The central reason so many physicians condone deception is because physicians place their patients first. “Most physicians believed their primary professional responsibility was to practice as their patient's advocate,” state Freeman and his co-authors when discussing their findings. “[They] work within the rules and restrictions of third-party payers, so long as those rules do not significantly compromise the patient's interests.”

Over 25% of respondents patients were covered by Medicaid, the US federal program that insures medical coverage for the poor, suggesting that lack of adequate coverage was a driving factor causing physicians to lie. Indeed, physicians who routinely face a greater proportion of managed care patients appear to be more willing to lie on behalf of their patients.
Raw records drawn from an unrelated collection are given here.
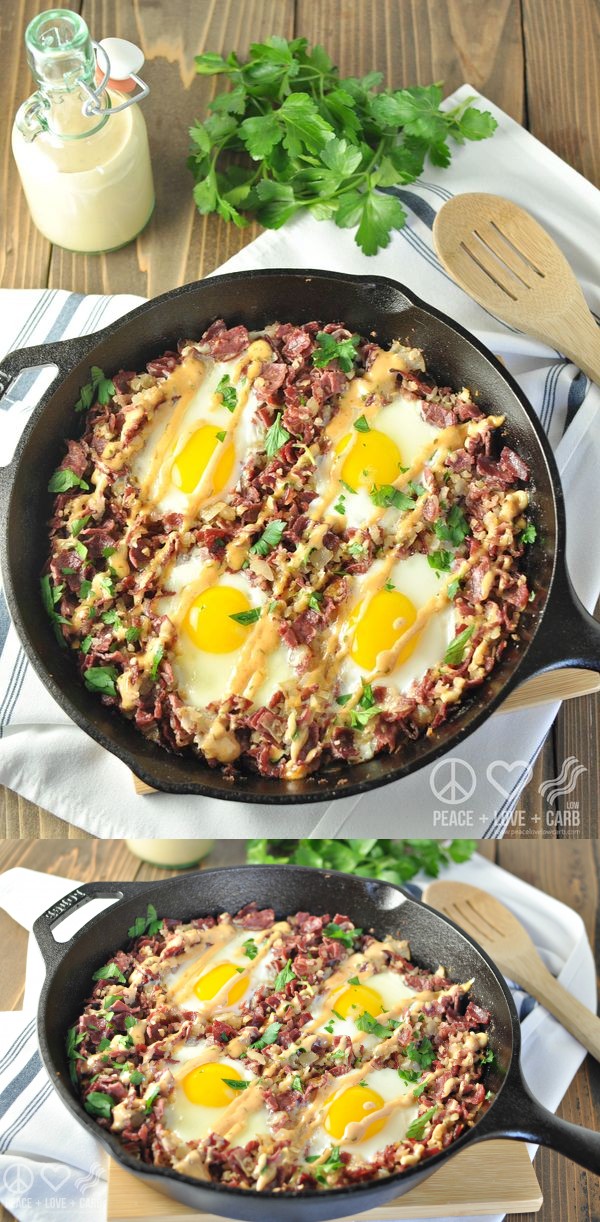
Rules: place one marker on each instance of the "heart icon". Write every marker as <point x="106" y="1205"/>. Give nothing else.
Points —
<point x="55" y="1176"/>
<point x="505" y="786"/>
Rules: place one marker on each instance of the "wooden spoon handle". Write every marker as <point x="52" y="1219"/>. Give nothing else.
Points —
<point x="571" y="1013"/>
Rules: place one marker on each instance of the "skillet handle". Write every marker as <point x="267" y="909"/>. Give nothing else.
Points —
<point x="43" y="926"/>
<point x="524" y="1118"/>
<point x="567" y="636"/>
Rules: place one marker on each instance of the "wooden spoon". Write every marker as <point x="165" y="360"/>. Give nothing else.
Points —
<point x="502" y="258"/>
<point x="490" y="924"/>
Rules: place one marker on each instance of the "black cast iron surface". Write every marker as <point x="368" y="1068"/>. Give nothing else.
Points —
<point x="555" y="631"/>
<point x="372" y="904"/>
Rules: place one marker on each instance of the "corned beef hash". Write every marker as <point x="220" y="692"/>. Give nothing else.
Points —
<point x="286" y="548"/>
<point x="285" y="1055"/>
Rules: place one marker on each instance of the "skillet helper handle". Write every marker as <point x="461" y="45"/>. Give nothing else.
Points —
<point x="44" y="925"/>
<point x="60" y="353"/>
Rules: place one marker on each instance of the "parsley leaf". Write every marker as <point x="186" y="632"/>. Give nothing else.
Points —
<point x="455" y="653"/>
<point x="275" y="436"/>
<point x="284" y="976"/>
<point x="343" y="351"/>
<point x="98" y="1104"/>
<point x="227" y="392"/>
<point x="246" y="617"/>
<point x="347" y="936"/>
<point x="110" y="972"/>
<point x="419" y="1124"/>
<point x="64" y="479"/>
<point x="100" y="678"/>
<point x="269" y="1036"/>
<point x="270" y="538"/>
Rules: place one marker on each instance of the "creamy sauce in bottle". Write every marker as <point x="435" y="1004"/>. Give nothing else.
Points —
<point x="87" y="177"/>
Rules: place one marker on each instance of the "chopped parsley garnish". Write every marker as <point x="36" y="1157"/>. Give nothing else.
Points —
<point x="64" y="479"/>
<point x="369" y="1024"/>
<point x="50" y="596"/>
<point x="455" y="653"/>
<point x="284" y="976"/>
<point x="270" y="538"/>
<point x="386" y="495"/>
<point x="422" y="1053"/>
<point x="98" y="390"/>
<point x="78" y="523"/>
<point x="246" y="617"/>
<point x="440" y="560"/>
<point x="269" y="1036"/>
<point x="227" y="392"/>
<point x="149" y="924"/>
<point x="275" y="436"/>
<point x="150" y="1095"/>
<point x="343" y="935"/>
<point x="155" y="661"/>
<point x="110" y="972"/>
<point x="419" y="1124"/>
<point x="453" y="528"/>
<point x="362" y="424"/>
<point x="98" y="1104"/>
<point x="100" y="678"/>
<point x="328" y="350"/>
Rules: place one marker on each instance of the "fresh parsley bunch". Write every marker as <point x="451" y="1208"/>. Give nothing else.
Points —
<point x="394" y="860"/>
<point x="302" y="137"/>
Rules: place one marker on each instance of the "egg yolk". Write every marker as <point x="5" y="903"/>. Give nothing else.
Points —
<point x="373" y="458"/>
<point x="209" y="623"/>
<point x="192" y="461"/>
<point x="207" y="1085"/>
<point x="358" y="998"/>
<point x="379" y="623"/>
<point x="212" y="983"/>
<point x="353" y="1106"/>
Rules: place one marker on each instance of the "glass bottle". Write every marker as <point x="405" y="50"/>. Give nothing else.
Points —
<point x="87" y="176"/>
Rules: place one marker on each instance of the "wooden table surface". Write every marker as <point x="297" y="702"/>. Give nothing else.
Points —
<point x="570" y="871"/>
<point x="533" y="58"/>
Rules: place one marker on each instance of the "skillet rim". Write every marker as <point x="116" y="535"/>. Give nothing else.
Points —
<point x="110" y="1141"/>
<point x="243" y="787"/>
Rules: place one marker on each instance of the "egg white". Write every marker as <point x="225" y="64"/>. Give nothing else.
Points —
<point x="387" y="1084"/>
<point x="416" y="578"/>
<point x="201" y="411"/>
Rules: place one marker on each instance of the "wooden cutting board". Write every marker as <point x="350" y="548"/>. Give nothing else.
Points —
<point x="495" y="1177"/>
<point x="541" y="689"/>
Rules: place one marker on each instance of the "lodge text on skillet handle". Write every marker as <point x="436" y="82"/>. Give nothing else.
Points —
<point x="61" y="353"/>
<point x="44" y="925"/>
<point x="567" y="636"/>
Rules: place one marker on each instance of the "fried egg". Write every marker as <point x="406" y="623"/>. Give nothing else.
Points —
<point x="376" y="622"/>
<point x="362" y="994"/>
<point x="350" y="1106"/>
<point x="397" y="434"/>
<point x="171" y="468"/>
<point x="202" y="1095"/>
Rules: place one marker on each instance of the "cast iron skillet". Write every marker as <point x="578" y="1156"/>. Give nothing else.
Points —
<point x="372" y="904"/>
<point x="555" y="631"/>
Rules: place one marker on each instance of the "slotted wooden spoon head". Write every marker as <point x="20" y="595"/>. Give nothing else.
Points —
<point x="485" y="919"/>
<point x="507" y="263"/>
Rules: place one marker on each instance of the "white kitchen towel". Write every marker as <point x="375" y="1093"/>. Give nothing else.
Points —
<point x="44" y="757"/>
<point x="37" y="1130"/>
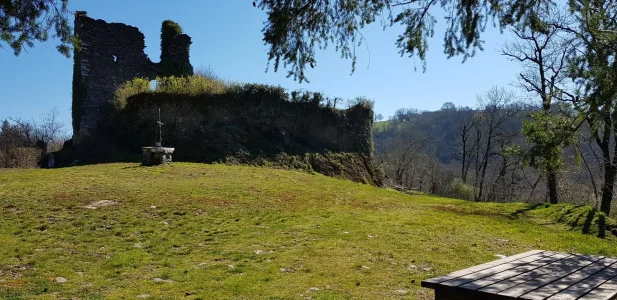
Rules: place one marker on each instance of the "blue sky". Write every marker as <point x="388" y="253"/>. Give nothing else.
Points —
<point x="227" y="37"/>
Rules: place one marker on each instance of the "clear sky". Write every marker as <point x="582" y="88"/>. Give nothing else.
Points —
<point x="227" y="37"/>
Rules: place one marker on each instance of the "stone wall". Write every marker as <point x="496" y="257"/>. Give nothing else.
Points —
<point x="248" y="123"/>
<point x="110" y="54"/>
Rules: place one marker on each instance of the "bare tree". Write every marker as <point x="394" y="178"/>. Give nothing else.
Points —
<point x="543" y="51"/>
<point x="496" y="107"/>
<point x="465" y="142"/>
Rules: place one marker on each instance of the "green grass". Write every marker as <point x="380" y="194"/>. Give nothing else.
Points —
<point x="221" y="232"/>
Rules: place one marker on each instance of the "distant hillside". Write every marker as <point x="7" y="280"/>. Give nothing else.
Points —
<point x="466" y="153"/>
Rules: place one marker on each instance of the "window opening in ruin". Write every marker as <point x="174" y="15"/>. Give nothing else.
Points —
<point x="152" y="85"/>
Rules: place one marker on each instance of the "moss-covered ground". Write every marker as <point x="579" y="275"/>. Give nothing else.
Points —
<point x="198" y="231"/>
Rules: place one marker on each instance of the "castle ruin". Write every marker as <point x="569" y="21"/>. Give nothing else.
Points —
<point x="109" y="55"/>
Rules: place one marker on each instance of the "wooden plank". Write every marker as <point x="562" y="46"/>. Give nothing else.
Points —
<point x="492" y="279"/>
<point x="606" y="291"/>
<point x="432" y="283"/>
<point x="516" y="280"/>
<point x="550" y="273"/>
<point x="496" y="269"/>
<point x="559" y="285"/>
<point x="586" y="285"/>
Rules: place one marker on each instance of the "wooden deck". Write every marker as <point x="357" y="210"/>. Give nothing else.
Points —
<point x="535" y="274"/>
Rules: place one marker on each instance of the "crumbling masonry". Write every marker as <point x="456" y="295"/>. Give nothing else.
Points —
<point x="109" y="55"/>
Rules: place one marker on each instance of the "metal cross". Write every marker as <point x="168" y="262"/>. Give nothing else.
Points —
<point x="159" y="135"/>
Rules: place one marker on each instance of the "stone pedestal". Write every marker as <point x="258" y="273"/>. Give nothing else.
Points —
<point x="153" y="156"/>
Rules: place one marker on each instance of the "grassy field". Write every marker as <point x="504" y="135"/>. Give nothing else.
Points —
<point x="198" y="231"/>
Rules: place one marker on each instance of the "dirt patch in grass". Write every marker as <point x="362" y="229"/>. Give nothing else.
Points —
<point x="99" y="204"/>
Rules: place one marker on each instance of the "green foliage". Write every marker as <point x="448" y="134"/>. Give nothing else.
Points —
<point x="189" y="222"/>
<point x="295" y="29"/>
<point x="192" y="85"/>
<point x="23" y="22"/>
<point x="128" y="89"/>
<point x="547" y="134"/>
<point x="460" y="190"/>
<point x="361" y="102"/>
<point x="581" y="218"/>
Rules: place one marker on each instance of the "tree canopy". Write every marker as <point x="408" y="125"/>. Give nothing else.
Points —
<point x="22" y="22"/>
<point x="296" y="28"/>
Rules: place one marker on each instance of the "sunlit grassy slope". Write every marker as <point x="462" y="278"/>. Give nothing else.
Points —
<point x="219" y="232"/>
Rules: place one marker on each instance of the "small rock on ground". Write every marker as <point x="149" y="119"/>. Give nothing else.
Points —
<point x="100" y="203"/>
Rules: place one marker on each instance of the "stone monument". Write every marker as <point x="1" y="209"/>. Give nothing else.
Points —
<point x="157" y="155"/>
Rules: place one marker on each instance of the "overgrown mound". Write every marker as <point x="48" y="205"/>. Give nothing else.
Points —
<point x="582" y="218"/>
<point x="209" y="121"/>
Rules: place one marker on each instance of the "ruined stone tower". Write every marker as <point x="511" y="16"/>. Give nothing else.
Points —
<point x="110" y="54"/>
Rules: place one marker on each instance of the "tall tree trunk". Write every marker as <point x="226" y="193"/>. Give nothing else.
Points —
<point x="610" y="173"/>
<point x="608" y="187"/>
<point x="551" y="182"/>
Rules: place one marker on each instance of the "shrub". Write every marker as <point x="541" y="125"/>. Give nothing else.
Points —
<point x="22" y="157"/>
<point x="128" y="89"/>
<point x="192" y="85"/>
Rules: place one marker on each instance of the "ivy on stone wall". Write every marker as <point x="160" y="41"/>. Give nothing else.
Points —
<point x="174" y="45"/>
<point x="78" y="92"/>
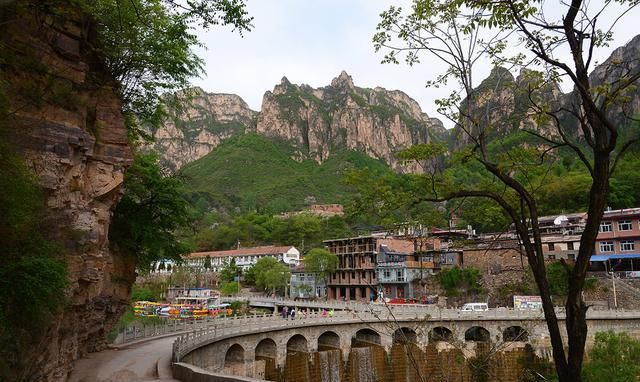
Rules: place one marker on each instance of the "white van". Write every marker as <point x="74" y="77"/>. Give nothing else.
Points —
<point x="475" y="307"/>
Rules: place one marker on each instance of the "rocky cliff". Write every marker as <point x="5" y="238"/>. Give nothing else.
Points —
<point x="64" y="116"/>
<point x="341" y="115"/>
<point x="501" y="103"/>
<point x="197" y="123"/>
<point x="317" y="121"/>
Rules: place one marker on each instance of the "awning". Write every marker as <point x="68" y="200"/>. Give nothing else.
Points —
<point x="615" y="257"/>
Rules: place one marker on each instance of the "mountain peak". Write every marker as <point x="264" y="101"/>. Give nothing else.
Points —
<point x="344" y="80"/>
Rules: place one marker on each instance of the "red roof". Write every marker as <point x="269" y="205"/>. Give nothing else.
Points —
<point x="267" y="250"/>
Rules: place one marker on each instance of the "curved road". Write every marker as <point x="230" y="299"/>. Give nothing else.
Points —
<point x="145" y="361"/>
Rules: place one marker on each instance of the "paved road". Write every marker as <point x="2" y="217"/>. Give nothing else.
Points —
<point x="146" y="361"/>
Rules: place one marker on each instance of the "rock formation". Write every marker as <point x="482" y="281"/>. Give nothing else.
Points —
<point x="65" y="117"/>
<point x="501" y="103"/>
<point x="318" y="121"/>
<point x="376" y="121"/>
<point x="197" y="123"/>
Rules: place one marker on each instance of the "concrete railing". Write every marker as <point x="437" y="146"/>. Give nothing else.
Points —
<point x="220" y="329"/>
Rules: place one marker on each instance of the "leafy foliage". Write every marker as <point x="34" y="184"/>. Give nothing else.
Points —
<point x="148" y="46"/>
<point x="152" y="210"/>
<point x="321" y="262"/>
<point x="259" y="229"/>
<point x="264" y="178"/>
<point x="33" y="275"/>
<point x="615" y="357"/>
<point x="230" y="272"/>
<point x="270" y="274"/>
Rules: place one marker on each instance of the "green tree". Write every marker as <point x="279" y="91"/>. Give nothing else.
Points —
<point x="229" y="289"/>
<point x="270" y="274"/>
<point x="321" y="263"/>
<point x="463" y="33"/>
<point x="150" y="214"/>
<point x="615" y="357"/>
<point x="230" y="271"/>
<point x="148" y="46"/>
<point x="33" y="274"/>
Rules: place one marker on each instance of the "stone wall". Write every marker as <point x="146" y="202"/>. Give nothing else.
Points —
<point x="65" y="117"/>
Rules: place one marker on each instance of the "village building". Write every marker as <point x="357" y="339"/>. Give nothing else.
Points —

In an article published in the Archives of Internal Medicine, Sidney Bogardus of Yale University School of Medicine states that “Deception may be a symptom of a flawed system, in which physicians are asked to implement financing policies that conflict with their primary obligation to the patient.

Too much bureaucracy

Another factor that drives doctors to lie is the complexity of the process in appealing a patient’s case to the health insurance company. “To control health care costs, many insurance companies have developed mechanisms to limit physicians' ability to order expensive tests or treatments,” says Peter Ubel of the University of Michigan Medical School and investigator at the Ann Arbor Veterans Administration Medical Center, in an interview with Mental Health. “If the [insurer] says 'no', doctors can appeal, but often, it is a long and burdensome process. So in some cases, physicians lie about their patient's condition.
The strategy of ‘gaming the system’ is officially condemned—lying is simply considered wrong. But in an article entitled “Why physicians ought to lie for their patients”, Nicolas Tavaglione of the University of Geneva’s Faculty of Medicine disagrees. “On the contrary, gaming may sometimes be a physician's duty. Gaming is sometimes justified, and may even be required in the name of beneficence.”

White-coated knights?

In the survey conducted by Freeman and his colleagues, the physicians who admitted to lying did not consider their behavior to be immoral. Indeed, the fear of getting caught was not a worry; 54% of survey respondents said they lied more frequently now compared to 5 years ago. The increasing obstacles thrown in the face of physicians, such as restrictive budgets, dwindling time for seeing patients, and lack of control over their patients’ well-being, widen the gap between healthcare providers and healthcare insurers.
For the time being, physicians themselves play a key role in curbing this problem. But health plans which circumvent doctors’ medical opinions in the interests of cost savings should carefully review their rules and procedures and cooperate with physicians to reduce the need for covert advocacy.

Exploring options for change

"It's important not to see this as an us-versus-them issue," says Peter Ubel. "We ought to see it as how to find the best way to give people appropriate care, while restraining the use of expensive tests that bring small benefits. The more it is seen as us-versus-them, the more doctors will begin playing by their own rules. If that happens, it is everyone's problem."